Высказался и сам чувствую – круто взял.

– Пойми ты, – продолжал я помягче, – меня, может, не столько сама гармонь интересует, а то, что за ней. Ну скажи, отчего плачут люди? Ты вот когда последний раз плакал? Не помнишь. А отчего целое поколение кричит: «Лучше с ней было!» – и все тут. Не пустые это слова. Или вот про себя. Без гармошки я – кто? А с гармошкой – король! Не поверишь: стою с ней на сцене – и словно бы рота автоматчиков за спиной!
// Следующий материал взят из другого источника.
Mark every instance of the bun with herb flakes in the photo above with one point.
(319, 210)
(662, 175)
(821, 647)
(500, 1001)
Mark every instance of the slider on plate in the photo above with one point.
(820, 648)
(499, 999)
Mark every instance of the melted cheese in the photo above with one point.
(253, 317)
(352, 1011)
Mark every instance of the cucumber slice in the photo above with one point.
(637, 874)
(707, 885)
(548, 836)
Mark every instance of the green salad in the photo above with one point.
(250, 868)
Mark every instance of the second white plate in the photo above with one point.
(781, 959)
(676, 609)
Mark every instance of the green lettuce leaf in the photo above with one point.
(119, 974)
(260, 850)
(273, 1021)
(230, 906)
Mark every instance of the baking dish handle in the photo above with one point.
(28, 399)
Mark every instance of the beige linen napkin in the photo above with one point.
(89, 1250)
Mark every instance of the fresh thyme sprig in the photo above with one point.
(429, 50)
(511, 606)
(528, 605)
Слова насчет «роты автоматчиков», похоже, произвели впечатление. Силу, судя по всему, мой знакомый уважать привык. Хотя, в общем-то, разговор у нас так и не получился, понять друг друга оказалось сложно.
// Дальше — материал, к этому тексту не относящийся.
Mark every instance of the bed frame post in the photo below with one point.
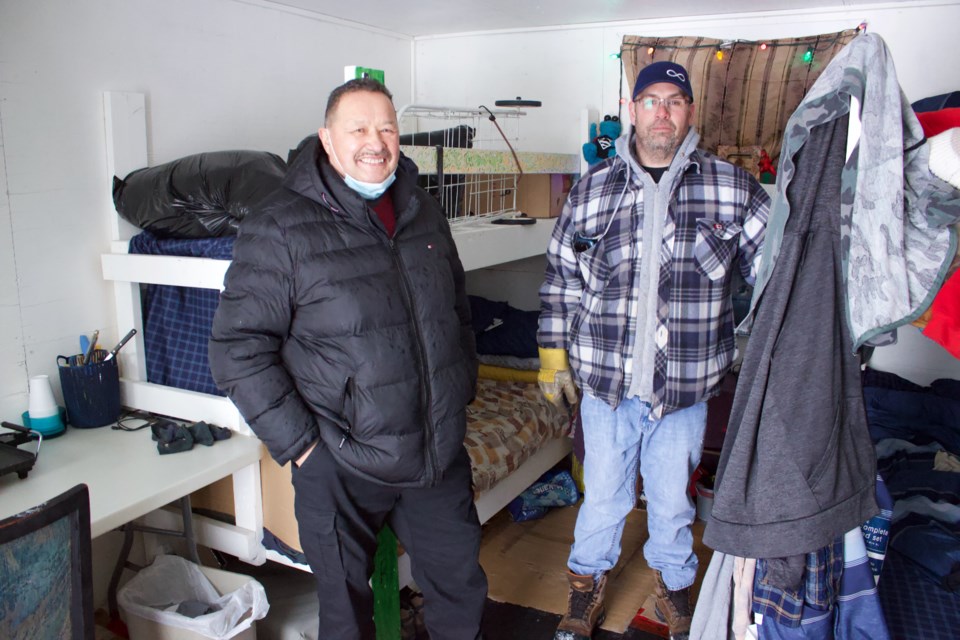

И только позднее я подумал: а надо ли было так говорить с этим человеком? Разве он один виноват сегодня в том, что не понимает и не хочет понимать того, что дорого народу? Разве не подтолкнуло его к этому то же телевидение? И мы, так называемые фольклористы, – своей неумелой, а подчас отвратительной пропагандой?
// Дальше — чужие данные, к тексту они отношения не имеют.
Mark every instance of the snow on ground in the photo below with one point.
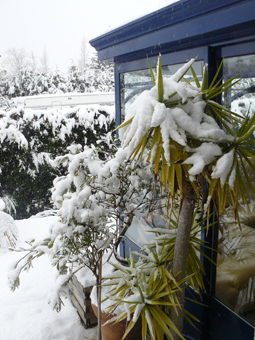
(25, 313)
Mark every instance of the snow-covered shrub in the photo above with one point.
(91, 198)
(31, 139)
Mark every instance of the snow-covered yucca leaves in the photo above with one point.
(147, 288)
(179, 124)
(144, 288)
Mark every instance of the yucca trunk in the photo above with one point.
(181, 252)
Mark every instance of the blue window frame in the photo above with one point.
(211, 30)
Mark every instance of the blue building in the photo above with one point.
(209, 30)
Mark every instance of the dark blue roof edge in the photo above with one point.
(167, 16)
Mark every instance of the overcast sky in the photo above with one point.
(58, 26)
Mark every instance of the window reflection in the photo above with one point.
(235, 279)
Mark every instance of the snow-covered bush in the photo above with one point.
(31, 139)
(92, 198)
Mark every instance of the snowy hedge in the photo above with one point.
(31, 139)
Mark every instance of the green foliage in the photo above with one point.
(148, 286)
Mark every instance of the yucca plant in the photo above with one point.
(148, 286)
(190, 140)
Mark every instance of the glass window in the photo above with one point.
(235, 279)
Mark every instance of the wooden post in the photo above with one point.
(99, 282)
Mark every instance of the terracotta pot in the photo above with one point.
(116, 332)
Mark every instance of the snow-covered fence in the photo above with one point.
(54, 101)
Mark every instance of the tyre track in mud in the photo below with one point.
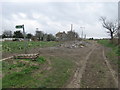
(98, 72)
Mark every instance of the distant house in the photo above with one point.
(61, 36)
(12, 39)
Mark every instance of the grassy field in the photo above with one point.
(113, 53)
(10, 46)
(32, 74)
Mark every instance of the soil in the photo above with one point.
(91, 68)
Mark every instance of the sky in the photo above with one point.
(52, 17)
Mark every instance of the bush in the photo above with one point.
(41, 59)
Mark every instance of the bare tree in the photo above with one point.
(112, 27)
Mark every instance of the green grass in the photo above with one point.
(15, 46)
(107, 43)
(113, 53)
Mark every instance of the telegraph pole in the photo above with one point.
(25, 43)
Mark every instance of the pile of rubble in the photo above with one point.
(75, 44)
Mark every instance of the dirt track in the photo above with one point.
(92, 68)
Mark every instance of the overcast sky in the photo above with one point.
(52, 17)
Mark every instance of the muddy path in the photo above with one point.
(98, 72)
(92, 68)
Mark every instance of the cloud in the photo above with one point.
(52, 17)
Да ладно – фольклористы. Они свое дело делают по крайней мере искренне и с любовью. А вот в ком уж я совсем разочарован, так это в нынешних «делателях массового веселья», со всеми их усилительными устройствами.

Возьму для примера народные гулянья в дни праздников. Вроде бы не сложно создать людям подходящую обстановку: толково подобрать музыку, пригласить умелых организаторов. Хочет же народ в такие дни петь и танцевать. Ничего особенного и выдумывать-то не надо. Не мешать бы только радости людской – и все будет в порядке.

Как бы не так!

Не первый год наблюдаю это в Новосибирске, на центральной площади имени Ленина, поблизости от которой живу.

Как-то вышел с семьей прогуляться праздничным ноябрьским вечером. Народу – море, все ждут салюта. Среди гуляющих нет-нет да и с гармошкой кого-нибудь замечаю. Ну, думаю, действуют «наши».

Приятный дикторский голос торжественно объявляет:

– После салюта приглашаем на конкурс плясунов и частушечников!

Ушам своим не верю. Вот здорово, нашлись же молодцы, кстати придумали!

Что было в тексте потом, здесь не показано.